I have one daughter who is getting ready to go to college. She is going to Royal Holloway, University of London. SHe would have been an hours drove away from Ian. I had told him that she would be visiting every weekend, mostly for food!
20080715_183351_claire.jpg


So we have more house than we really need. Our house was an older 2-storey house around 2800 sq ft. I used to have a link to some good picture but they are gone now.

My second daughter, Kate, is horse mad.

20080715_184120_kate.jpg


A friend of mine, Buddy Feazell, strong Christian and a wonderful man, passed away in December. He had been hospitalized after a stroke in september. Kate looked after his horse Saba, a fourteen year old arabian stallion for the three months he was in hospital, just out of her love for horses and her friendship with Buddy.

As a result, another friend of mine, a local lawyer, offered Kate one of hi horses for her own. Billy is seventeen, an ex prison horse and a bay quarter horse. Kate dotes on him. For the last four months we have been stabling Billy locally, at some expense. Horses are money pits, kind of like boats.

Last month, my wife Carol said she had a friend who had some land north of town that we might be allowed to put Billy on to reduce the cost. I didn't know where she meant so we took a Sunday afternoon drive to see. While we were out driving, we cam across a house on five acres for sale.

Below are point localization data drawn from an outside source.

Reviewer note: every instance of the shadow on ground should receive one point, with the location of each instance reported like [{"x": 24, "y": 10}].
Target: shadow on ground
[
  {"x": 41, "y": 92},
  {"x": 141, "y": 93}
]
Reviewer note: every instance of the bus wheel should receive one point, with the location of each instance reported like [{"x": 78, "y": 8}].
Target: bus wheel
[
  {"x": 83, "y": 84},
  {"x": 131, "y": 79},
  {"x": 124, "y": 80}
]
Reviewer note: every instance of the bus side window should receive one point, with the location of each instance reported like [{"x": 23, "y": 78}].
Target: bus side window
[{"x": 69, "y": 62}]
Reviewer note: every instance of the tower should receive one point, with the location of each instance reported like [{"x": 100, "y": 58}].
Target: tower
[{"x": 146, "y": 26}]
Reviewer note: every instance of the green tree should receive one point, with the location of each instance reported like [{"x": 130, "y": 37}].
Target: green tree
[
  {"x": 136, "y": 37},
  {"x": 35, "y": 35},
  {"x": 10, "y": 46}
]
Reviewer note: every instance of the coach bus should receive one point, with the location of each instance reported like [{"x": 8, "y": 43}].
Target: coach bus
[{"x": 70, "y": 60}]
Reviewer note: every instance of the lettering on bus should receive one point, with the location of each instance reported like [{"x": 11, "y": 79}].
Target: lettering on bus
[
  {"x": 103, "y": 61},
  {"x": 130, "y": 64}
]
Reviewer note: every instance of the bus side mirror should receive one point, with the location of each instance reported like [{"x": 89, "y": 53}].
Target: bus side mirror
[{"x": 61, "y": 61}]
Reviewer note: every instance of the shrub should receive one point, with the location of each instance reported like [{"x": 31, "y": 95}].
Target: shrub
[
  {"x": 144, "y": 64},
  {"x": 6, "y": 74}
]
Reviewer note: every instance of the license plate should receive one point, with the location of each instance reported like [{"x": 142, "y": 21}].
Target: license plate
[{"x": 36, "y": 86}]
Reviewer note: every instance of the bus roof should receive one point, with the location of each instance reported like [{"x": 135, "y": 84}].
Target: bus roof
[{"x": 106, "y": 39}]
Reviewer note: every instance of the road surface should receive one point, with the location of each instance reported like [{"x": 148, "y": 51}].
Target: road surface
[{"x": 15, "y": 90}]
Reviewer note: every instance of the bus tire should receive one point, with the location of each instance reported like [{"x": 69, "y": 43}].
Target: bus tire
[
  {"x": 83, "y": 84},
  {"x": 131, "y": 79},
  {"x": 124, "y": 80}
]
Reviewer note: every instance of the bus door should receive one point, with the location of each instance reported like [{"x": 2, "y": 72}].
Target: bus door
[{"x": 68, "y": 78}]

In that month we have sold our house, bought this one and have moved in. I loved my old house. It had the capacity to be grand, a house that you can entertain in. Lob Lolly pine floors, high ceilings, graceful spaces. My new house however is peaceful. At 5:30 (I don't sleep too late any more) I can walk outside with a cup of tea and hear the breeze, a couple of birds and the horse. That is an overwhelmingly peaceful sound. I'll post pictures of the house and acreage in the next day or two.
 
Thank You for sharing a very heart warming story....
You are right....we are all friends and chosen family here.....wish you and your families a peaceful life.
 
Sorry to hear of your brother and friend Peter. Hope your new house and peaceful living will ease your pain a little and hope everything gets better for you.
 
Pick a spot in your yard and plant a tree in memory of your Brother
 
We are all moved by your story Peter. Hang strong, remembering your brother at his best. I like Waldo's idea of planting a tree for him.